I'm Ron Hutchcraft and I want to have A Word With You today about "One Velcro Friend."

That's what those people had learned through those years of injustice, and uncertainty, and hardship. They learned that Jesus is the "Velcro friend" who sticks with you through it all. He wants to be that friend for you. People can fire you, abuse you, criticize you, divorce you, disappoint you, abandon you, but millions of us have found what those Latvian followers of Christ found, that Jesus is life's one and only "through it all" person - that intimacy is born from difficulty. When the Apostle Paul said his passionate life goal was to "know Christ," he went on to say that involved knowing "the power of His resurrection and the fellowship of sharing in His sufferings" (Philippians 3:10). You never really know Jesus until you really need Jesus. And when you really, really need Him, He's really, really there.

The Son of God, the King of all kings, laid out the amazing relationship He wants to have with us as He was talking to His disciples just before His long dark night of the cross and the long dark stretch that would follow for His disciples. In John 15, beginning with verse 15, our word for today from the Word of God, Jesus says, "Greater love has no one than this, that he lay down his life for his friends. You are my friends if you do what I command. I no longer call you servants...I have called you friends." If you have that love relationship with Jesus, there is nothing the two of you can't handle, because as the Bible says, "if God is for us, who can be against us?" (Romans 8:31).

And if you don't have that love relationship with Him, it could start today if you will give your life to this One who loves you so deeply He paid for your sins with His life. Our sins are very serious business, and they carry a death penalty which Jesus paid for you. I don't know if you've had a lot of relationships, and you hoped each one would be the ultimate harbor for your heart, and it wasn't. Jesus is life's only safe harbor, and you need to be in the safety of His love.

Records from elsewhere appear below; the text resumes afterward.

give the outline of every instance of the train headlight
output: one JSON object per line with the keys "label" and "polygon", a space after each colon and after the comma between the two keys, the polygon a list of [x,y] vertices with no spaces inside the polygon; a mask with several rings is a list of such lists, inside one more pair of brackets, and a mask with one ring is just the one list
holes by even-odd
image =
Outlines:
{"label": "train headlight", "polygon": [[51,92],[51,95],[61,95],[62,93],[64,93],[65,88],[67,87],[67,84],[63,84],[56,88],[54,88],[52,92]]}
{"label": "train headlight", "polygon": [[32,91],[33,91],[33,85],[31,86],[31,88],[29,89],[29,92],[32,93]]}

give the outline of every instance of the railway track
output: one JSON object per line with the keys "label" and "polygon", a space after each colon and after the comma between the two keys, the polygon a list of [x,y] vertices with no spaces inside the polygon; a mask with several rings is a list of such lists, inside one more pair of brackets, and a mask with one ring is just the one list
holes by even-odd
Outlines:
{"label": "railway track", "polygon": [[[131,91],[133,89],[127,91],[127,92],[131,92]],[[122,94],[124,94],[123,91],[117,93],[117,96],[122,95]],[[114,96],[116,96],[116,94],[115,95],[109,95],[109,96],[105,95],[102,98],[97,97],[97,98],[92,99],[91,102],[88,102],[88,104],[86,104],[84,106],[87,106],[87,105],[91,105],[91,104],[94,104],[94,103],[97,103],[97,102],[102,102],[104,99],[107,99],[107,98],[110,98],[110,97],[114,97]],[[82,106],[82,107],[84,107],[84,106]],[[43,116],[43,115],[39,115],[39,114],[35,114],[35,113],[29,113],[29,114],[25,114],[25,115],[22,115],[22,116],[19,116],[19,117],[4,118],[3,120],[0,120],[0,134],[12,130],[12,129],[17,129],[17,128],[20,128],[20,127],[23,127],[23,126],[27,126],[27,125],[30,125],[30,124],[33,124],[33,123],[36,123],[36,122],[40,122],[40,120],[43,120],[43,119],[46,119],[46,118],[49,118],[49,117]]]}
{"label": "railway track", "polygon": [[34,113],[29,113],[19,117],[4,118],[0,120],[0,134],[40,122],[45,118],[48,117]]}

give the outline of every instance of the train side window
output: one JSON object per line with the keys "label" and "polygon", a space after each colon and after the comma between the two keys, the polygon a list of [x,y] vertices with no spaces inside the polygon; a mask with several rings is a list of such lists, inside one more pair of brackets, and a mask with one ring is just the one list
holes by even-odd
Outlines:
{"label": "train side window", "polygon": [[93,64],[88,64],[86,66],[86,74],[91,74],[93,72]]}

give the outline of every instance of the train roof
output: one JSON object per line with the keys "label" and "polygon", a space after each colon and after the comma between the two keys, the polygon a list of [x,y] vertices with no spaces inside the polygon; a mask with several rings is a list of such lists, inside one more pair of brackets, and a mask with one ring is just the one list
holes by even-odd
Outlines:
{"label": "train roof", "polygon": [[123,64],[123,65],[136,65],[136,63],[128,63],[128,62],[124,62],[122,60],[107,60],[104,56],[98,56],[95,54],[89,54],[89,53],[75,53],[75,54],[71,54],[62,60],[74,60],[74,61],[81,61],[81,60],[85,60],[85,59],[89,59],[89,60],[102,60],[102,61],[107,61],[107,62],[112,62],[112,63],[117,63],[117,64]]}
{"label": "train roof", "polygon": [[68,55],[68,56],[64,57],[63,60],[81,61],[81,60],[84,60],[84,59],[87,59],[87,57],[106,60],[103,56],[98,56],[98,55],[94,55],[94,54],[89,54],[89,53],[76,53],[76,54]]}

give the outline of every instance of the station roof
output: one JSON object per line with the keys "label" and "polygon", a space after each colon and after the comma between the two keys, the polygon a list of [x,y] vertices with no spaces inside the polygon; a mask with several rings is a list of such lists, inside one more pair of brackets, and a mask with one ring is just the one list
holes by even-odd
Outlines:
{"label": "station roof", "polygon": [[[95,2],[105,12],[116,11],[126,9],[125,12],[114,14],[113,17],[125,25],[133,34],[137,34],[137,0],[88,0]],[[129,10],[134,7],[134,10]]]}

You don't need one more day without Him. Tell Him today, "Jesus, I'm Yours." There's a lot of practical help about how to be sure you belong to Jesus and how to begin your relationship with Him at our website. This would be a great day for you to check that out. It's YoursForLife.net. I could send you my booklet Yours For Life if you'll just call this toll free number for it, 877-741-1200.

"What a friend we have in Jesus." That's more than a song. It's a life you can have. What a friend I have in Jesus!